Santa ClausJesus sits waiting at Starbucks.

A few minutes later, Santa bumbles in the door, breathless. “Sorry I’m late. You know how hard it is to find parking for a sleigh and nine reindeer this time of year?”

“I’ve been here… like forever,” Jesus replies, glancing at the clock. “In fact, I’m always here.”

“Yeah, well, not all of us are omnipresent. Or eternal. You couldn’t be late if you tried.”


Santa flops down in a chair across the table from Jesus. “Jesus and Santa. We make quite a pair, don’t we?”

Jesus laughs.

“I’d love a grande caramel syrup creme. If that’s okay,” Santa asks.

“Sure.” Jesus stands up, then gets in line.

Santa rolls his yes. “Couldn’t you just “poof” me one? You don’t have to stand in line, you know. You’re God.”

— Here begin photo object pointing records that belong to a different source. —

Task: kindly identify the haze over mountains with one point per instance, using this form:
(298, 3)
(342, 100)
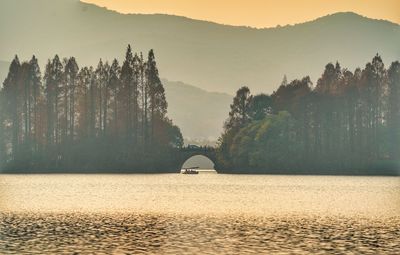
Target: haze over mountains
(210, 56)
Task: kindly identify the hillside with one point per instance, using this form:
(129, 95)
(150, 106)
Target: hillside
(208, 55)
(199, 114)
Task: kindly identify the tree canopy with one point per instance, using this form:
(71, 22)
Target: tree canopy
(108, 118)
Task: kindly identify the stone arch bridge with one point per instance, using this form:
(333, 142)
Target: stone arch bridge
(186, 153)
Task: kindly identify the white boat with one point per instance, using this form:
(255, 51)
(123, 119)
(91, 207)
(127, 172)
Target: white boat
(190, 170)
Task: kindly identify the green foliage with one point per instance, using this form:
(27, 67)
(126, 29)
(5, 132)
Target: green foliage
(107, 119)
(348, 124)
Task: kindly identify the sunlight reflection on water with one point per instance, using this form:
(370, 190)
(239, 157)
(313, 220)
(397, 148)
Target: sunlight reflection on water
(207, 213)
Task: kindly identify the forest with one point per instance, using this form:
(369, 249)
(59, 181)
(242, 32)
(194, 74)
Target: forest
(348, 123)
(109, 118)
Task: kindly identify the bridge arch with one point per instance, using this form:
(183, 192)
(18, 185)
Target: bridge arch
(199, 160)
(188, 153)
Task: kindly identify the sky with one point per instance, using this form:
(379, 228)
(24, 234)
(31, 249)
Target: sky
(257, 13)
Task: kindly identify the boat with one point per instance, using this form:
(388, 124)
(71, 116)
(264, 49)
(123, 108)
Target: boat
(190, 170)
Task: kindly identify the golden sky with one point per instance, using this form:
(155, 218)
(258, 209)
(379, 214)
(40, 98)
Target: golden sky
(257, 13)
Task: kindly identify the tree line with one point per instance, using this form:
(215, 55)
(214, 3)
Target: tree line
(107, 118)
(348, 123)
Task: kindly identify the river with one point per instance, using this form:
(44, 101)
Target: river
(207, 213)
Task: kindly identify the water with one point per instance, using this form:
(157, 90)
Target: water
(206, 213)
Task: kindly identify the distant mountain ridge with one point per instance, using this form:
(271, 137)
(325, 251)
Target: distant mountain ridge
(206, 54)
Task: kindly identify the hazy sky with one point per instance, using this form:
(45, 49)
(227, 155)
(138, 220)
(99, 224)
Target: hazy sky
(257, 13)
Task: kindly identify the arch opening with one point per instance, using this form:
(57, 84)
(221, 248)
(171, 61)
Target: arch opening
(203, 162)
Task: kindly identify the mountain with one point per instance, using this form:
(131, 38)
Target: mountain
(199, 114)
(208, 55)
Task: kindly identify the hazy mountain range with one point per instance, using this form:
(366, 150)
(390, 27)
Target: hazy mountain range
(207, 55)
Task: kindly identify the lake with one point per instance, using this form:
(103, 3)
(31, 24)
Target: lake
(207, 213)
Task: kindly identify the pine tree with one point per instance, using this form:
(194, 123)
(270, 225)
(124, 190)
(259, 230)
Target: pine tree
(11, 94)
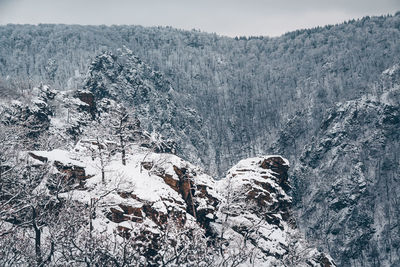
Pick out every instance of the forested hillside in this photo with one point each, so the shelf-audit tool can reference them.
(243, 88)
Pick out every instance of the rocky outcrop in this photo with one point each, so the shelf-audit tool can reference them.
(257, 207)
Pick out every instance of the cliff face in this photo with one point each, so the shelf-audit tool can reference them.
(347, 184)
(344, 175)
(246, 218)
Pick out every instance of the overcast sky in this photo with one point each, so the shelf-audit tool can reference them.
(232, 18)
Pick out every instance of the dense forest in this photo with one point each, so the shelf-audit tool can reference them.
(326, 98)
(243, 88)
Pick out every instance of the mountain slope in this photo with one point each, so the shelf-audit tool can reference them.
(346, 181)
(243, 89)
(109, 199)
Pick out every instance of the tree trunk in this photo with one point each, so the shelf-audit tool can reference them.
(38, 250)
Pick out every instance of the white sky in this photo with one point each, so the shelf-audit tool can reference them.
(226, 17)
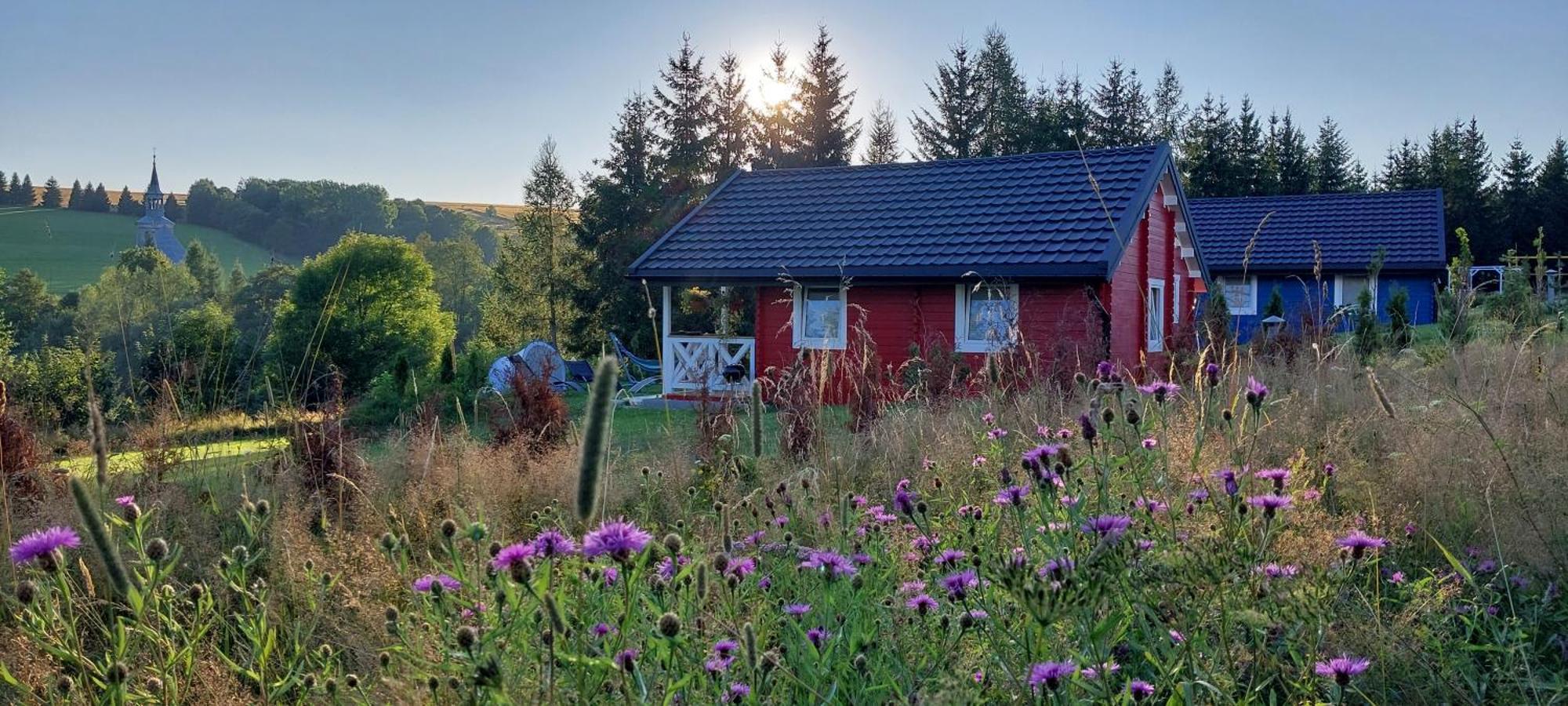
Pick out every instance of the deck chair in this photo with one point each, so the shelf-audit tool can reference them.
(639, 373)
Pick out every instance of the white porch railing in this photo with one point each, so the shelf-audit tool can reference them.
(697, 363)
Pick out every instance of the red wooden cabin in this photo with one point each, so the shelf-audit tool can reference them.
(1072, 257)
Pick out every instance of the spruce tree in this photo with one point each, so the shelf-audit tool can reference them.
(686, 118)
(1120, 114)
(1332, 161)
(822, 126)
(959, 96)
(1169, 111)
(735, 122)
(1210, 150)
(1006, 98)
(884, 145)
(53, 197)
(1552, 187)
(1252, 176)
(779, 145)
(1517, 198)
(128, 205)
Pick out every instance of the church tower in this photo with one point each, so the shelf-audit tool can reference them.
(154, 228)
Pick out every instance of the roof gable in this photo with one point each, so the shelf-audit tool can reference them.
(1036, 216)
(1349, 228)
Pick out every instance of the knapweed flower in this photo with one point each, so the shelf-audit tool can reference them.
(1051, 675)
(921, 603)
(42, 544)
(1269, 504)
(1359, 544)
(1279, 476)
(1012, 495)
(1255, 391)
(1343, 668)
(619, 539)
(429, 583)
(1160, 390)
(830, 564)
(553, 544)
(960, 583)
(512, 555)
(1108, 526)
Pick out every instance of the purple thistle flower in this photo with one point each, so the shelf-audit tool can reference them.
(619, 539)
(1343, 668)
(1269, 504)
(1012, 495)
(1360, 542)
(959, 584)
(429, 583)
(553, 544)
(1108, 526)
(45, 542)
(830, 564)
(1050, 675)
(512, 555)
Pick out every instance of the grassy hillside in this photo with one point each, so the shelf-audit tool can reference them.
(71, 249)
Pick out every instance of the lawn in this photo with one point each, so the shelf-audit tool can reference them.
(71, 249)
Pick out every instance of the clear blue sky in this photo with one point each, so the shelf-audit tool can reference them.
(451, 101)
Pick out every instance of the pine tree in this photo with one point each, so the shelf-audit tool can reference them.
(959, 98)
(128, 205)
(779, 144)
(1252, 178)
(735, 122)
(686, 117)
(1332, 161)
(1291, 158)
(1404, 170)
(822, 126)
(1120, 114)
(1552, 187)
(884, 145)
(1210, 150)
(53, 197)
(1517, 198)
(1006, 98)
(1171, 111)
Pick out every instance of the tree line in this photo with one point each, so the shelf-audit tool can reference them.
(699, 126)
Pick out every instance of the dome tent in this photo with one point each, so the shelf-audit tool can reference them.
(537, 360)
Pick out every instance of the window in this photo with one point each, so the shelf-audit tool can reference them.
(819, 318)
(1241, 296)
(1349, 288)
(1155, 316)
(985, 318)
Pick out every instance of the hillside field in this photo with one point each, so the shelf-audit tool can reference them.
(71, 249)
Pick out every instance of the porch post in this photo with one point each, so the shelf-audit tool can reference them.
(664, 341)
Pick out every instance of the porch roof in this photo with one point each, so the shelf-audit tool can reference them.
(1037, 216)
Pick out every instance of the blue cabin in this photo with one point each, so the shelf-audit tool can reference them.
(1257, 246)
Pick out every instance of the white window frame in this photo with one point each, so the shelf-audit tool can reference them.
(799, 319)
(1236, 311)
(1155, 316)
(962, 341)
(1340, 291)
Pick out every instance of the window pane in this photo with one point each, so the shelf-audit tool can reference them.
(824, 311)
(990, 316)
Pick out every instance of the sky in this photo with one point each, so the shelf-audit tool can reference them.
(451, 101)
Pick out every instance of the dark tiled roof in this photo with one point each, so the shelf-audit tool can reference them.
(1023, 216)
(1349, 227)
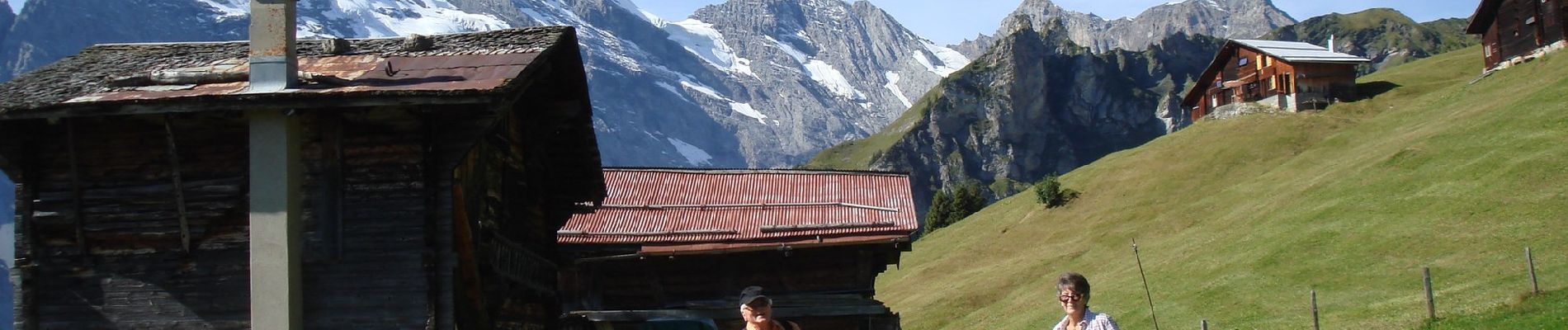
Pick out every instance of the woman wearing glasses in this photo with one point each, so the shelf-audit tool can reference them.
(1073, 293)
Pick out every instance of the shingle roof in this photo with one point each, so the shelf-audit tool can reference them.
(674, 210)
(455, 64)
(1299, 52)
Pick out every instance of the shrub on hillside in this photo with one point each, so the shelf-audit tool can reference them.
(952, 205)
(1051, 193)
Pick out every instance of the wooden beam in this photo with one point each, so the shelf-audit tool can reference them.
(76, 186)
(179, 183)
(432, 177)
(239, 104)
(329, 214)
(27, 258)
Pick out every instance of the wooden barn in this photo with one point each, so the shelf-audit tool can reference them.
(369, 183)
(1283, 74)
(681, 244)
(1515, 30)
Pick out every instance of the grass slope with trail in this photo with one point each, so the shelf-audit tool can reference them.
(1238, 219)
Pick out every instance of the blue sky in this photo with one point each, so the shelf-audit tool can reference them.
(944, 22)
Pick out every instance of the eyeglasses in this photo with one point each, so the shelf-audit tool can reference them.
(1068, 298)
(761, 304)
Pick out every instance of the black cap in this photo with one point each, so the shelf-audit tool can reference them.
(753, 293)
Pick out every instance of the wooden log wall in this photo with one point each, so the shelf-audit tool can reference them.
(381, 260)
(366, 263)
(665, 282)
(130, 270)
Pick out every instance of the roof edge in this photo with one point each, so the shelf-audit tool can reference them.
(754, 171)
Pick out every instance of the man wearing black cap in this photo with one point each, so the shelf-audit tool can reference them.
(758, 312)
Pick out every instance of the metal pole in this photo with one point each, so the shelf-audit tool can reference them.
(1426, 277)
(1536, 286)
(1145, 284)
(1315, 312)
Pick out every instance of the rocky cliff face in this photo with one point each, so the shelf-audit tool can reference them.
(1035, 104)
(749, 83)
(7, 17)
(1209, 17)
(1381, 35)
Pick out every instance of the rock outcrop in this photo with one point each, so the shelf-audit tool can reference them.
(1209, 17)
(1035, 104)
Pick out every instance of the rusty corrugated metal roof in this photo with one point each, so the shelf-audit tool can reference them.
(107, 75)
(674, 210)
(352, 74)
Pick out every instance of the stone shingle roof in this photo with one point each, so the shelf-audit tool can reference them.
(1299, 52)
(466, 63)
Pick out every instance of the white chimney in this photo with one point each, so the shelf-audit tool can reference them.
(275, 61)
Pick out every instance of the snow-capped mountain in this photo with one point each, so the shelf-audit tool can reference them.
(1211, 17)
(749, 83)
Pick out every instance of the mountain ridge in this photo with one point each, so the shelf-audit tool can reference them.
(1211, 17)
(1383, 35)
(1035, 104)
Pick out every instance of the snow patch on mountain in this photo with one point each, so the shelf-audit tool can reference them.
(703, 88)
(947, 59)
(229, 8)
(706, 43)
(893, 87)
(695, 155)
(831, 78)
(672, 90)
(749, 111)
(386, 17)
(648, 16)
(791, 50)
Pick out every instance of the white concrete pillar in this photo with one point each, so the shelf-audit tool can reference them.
(276, 244)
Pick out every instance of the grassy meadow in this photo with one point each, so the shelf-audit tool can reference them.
(1238, 219)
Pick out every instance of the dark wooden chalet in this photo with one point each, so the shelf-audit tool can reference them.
(380, 183)
(1515, 30)
(1289, 75)
(681, 244)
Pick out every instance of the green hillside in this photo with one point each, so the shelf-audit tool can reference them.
(1238, 219)
(1545, 312)
(1381, 35)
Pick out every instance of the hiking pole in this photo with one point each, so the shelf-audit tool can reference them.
(1145, 284)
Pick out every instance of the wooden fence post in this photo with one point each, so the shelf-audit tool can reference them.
(1426, 277)
(1315, 310)
(1529, 262)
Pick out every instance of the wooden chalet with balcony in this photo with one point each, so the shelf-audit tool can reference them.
(678, 246)
(1517, 30)
(369, 183)
(1283, 74)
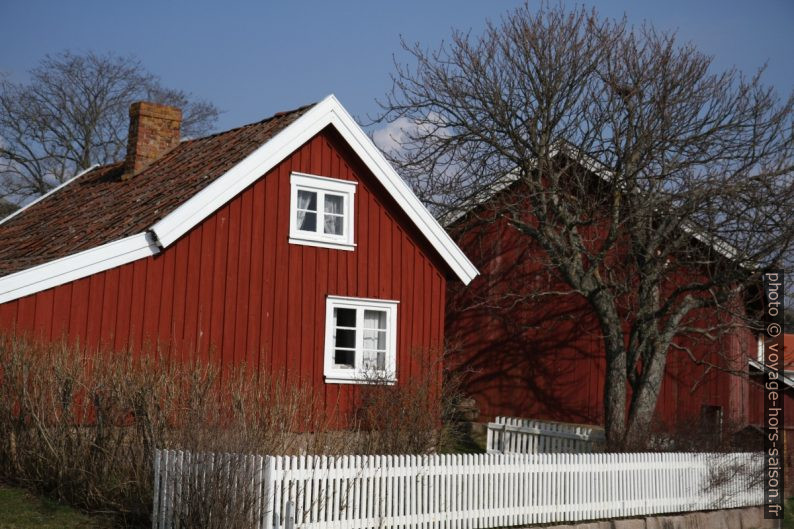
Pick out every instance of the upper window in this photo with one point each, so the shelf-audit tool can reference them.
(360, 340)
(321, 211)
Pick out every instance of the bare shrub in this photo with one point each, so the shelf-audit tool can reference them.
(413, 417)
(83, 427)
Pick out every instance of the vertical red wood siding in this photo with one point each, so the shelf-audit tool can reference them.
(234, 290)
(544, 357)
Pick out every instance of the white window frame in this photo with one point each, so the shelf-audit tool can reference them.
(335, 375)
(323, 185)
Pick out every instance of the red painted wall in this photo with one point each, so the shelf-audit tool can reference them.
(233, 290)
(527, 355)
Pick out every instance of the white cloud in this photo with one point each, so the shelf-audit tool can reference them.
(390, 137)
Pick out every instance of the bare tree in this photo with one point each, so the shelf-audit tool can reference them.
(687, 193)
(72, 114)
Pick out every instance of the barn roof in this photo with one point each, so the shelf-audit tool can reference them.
(99, 220)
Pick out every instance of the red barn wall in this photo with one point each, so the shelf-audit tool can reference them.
(543, 357)
(233, 290)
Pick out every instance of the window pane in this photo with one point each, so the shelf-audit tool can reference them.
(333, 224)
(307, 221)
(374, 319)
(307, 200)
(334, 204)
(345, 359)
(345, 338)
(345, 317)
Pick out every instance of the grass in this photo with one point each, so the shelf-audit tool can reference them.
(20, 509)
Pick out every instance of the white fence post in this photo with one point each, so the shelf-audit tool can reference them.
(480, 490)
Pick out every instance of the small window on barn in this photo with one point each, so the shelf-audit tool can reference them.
(321, 211)
(360, 340)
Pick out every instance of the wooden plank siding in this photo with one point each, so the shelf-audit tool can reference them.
(542, 357)
(234, 290)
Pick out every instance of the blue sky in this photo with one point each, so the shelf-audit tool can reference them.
(254, 58)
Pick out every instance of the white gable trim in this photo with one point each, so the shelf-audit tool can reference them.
(76, 266)
(165, 232)
(327, 112)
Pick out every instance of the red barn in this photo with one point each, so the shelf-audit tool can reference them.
(542, 356)
(289, 244)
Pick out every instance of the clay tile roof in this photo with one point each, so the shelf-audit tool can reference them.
(100, 207)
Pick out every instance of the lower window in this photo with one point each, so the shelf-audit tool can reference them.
(360, 340)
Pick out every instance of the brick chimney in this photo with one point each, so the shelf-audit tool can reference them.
(154, 130)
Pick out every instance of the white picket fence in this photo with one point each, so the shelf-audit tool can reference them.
(461, 491)
(510, 435)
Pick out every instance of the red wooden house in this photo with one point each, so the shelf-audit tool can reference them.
(289, 244)
(543, 357)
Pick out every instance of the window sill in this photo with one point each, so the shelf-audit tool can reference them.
(335, 245)
(352, 380)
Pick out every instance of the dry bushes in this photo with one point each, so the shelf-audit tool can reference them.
(83, 428)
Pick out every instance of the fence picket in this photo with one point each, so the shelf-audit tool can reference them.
(452, 491)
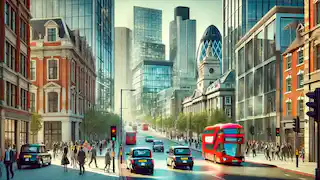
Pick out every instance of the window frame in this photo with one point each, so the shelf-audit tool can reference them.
(48, 68)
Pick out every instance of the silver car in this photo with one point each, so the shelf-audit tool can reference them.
(158, 146)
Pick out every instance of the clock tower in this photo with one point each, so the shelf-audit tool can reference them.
(209, 70)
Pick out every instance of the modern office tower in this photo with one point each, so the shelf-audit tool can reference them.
(123, 76)
(95, 20)
(259, 78)
(239, 16)
(15, 114)
(182, 36)
(211, 35)
(148, 47)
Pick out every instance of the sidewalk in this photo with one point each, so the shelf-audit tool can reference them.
(306, 168)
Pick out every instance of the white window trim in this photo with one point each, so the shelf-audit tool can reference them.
(35, 77)
(58, 69)
(225, 100)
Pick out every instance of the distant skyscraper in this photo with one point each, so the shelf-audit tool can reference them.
(123, 77)
(151, 73)
(95, 20)
(182, 37)
(239, 17)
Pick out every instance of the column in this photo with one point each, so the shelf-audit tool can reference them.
(66, 130)
(77, 136)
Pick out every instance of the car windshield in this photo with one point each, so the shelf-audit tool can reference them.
(29, 149)
(182, 151)
(141, 153)
(233, 149)
(158, 143)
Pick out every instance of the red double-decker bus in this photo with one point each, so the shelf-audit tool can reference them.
(223, 143)
(131, 138)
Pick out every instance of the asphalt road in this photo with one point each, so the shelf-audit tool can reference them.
(204, 170)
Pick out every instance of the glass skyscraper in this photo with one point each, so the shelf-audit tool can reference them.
(95, 20)
(182, 37)
(239, 16)
(151, 73)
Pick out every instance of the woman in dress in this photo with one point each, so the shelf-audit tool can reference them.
(65, 160)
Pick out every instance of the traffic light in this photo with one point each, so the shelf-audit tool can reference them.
(277, 131)
(296, 124)
(113, 133)
(314, 104)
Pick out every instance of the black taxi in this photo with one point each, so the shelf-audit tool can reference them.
(180, 156)
(33, 154)
(140, 158)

Jesus smiles. “I like spending time with people. The feel of loose change. Talking to the baristas. I’m a big fan of incarnation.”

“Yeah, I guess so. Could you get cinnamon sprinkles on top?”

A few minutes later Jesus returns with Santa’s drink. He slurps a sip, then sighs. “Jesus, this is the best steamer I’ve ever had. Really.”

“Every good and perfect gift comes from above.”

“But we’re here below.”

“Incarnation, friend. Incarnation.”

“Right. I forgot.”

Jesus leans forward, eyes keen. “So, what’s on your mind?”

Santa sighs again. “What isn’t? I mean, here we are, smack dab in the middle of ‘our’ season, and yet again, I’m not sure I can get everything done. Don’t get me wrong. Delegating to the elves was a great idea—thanks for that—but it’s still an insane amount of pressure I live with. Come Christmas Eve, if all the presents aren’t in place by midnight… I can’t even imagine. Truly. That would be catastrophic.”

“Truth be told,” Jesus replies, “I’m always a little sad this time of year.”

“Why? You’re the reason for the season!”

Jesus chuckles. “Technically, yes. But I have no bright red suit, no glowing reindeer or magic sleigh. I don’t pile presents under the tree or stuff stockings full of loot.”

“Eternal life is sort of a big deal.”

“Oh, don’t get me wrong; I’m not sad for myself. It’s just that we’re like two uncles visiting for Christmas. You bring a boatload of gifts. I bring myself. Which of us do you think the kids are more excited to see?”

“I see what you mean.”

“But you mentioned the pressure you live with.”

“Yeah. If I don’t measure up to millions of kids’ expectations, I’ll ruin Christmas. If I don’t perform, the kids won’t love me anymore. I wouldn’t be Santa anymore, not really. And then there’s the “naughty and nice” list. What a nightmare! Did you know every kid has two columns, and we’re keeping track of every nice thing and every naughty thing all year long? And then, when all is said and done, do you really think anyone actually gets coal in their stocking for being naughty? Not a chance. Everybody gets a gift. So what’s the point?”

Jesus’ eyes brim with tears. “No offence, but it sounds like the whole thing is off. Skewed.”


“Well, the pressure you feel, for starters. How would you like that to change? How would you like to be free of having to perform?”

“I can’t imagine. I’m not perfect like you are.”

“Exactly. What if I took the perfect, righteous life I led on earth and gave you the credit for it?”


“And it gets better, friend. I proved my love for you when I died for you. I proved your value, your worth, once and for all. So imagine never having to try and earn love, ever again.”

Santa’s eyes mist over.

“And the ‘naughty and nice’ list… I actually have the master copy, so don’t worry about keeping track of how good other people are. And my list actually matters. I actually hold people accountable to that list.”

“Am I on your list?”

“You are.”

Santa takes another sip. “So tell me, am I in the red or in the black? Naughty or nice?”

Jesus reaches over and pats Santa’s hand. “Friend, everyone is naughty and worse. Everyone. Good doesn’t cancel out evil.”

“Then I’m doomed. Then we’re all doomed.”

“No, I’m just getting started. Because my death was the perfect payment for your sins.”

“So I’m okay then?”


“Well, then what do I have to do to fix the problem? What’s missing?”

“There’s nothing you can do to fix any of it. What you have to do, Santa, is admit that you can’t fix it. Can’t save yourself. Can’t make it work. And invite me to do the work for you. Let my death and resurrection be your new North star.”

“But I’m Santa.”


“This shtick is what I do. I keep the list, I deliver presents, I travel the world. Repeat.”

Jesus wipes away a tear.

“Thanks for the pep talk though, Jesus. It’s been great. But like I said, I’m pretty busy. I’d better be going.”


“But hey, I think you’re great. I really do. And thanks for the drink.”

With that, Santa is off.

Jesus sips his drink. “And like I said, I’m always here.”